If there is an experiment having three
factors which have three values, then total
number of experiments is 27. Then results of all
experiments will give 100% accurate results. In
comparison to above method the Taguchi
orthogonal array make list of all 9 experiments in
a particular order which cover all factors. Those
9 experiments will give 99.96% accurate result.

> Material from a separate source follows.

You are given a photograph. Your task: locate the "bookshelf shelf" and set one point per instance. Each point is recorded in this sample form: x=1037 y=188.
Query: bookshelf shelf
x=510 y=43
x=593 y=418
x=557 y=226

By using this method number of experiments
reduced to 9 instead of 27 with almost same
accuracy. Hence L9 Orthogonal Array design
matrix is used to set the control parameters to
evaluate the process performance.
2.4 Conducting the Experiments as per the
Design Matrix:
The orthogonal array L9 has 9 rows
corresponding to the number of tests with three
columns at three levels. The factors and the
interactions are assigned to the columns. The
outputs studied are Surface Roughness (Ra). For
the purpose of observing the effect influence
degree of cutting conditions (feed rate, depth of cut
and cutting speed) in end milling, three factors,
each at three levels, are taken into account.
2.4 Taguchi Experimental Design
approach:
The Taguchi method uses a loss function to
determine the quality characteristics. Loss function
values are also converted to a signal-to-noise (S/N)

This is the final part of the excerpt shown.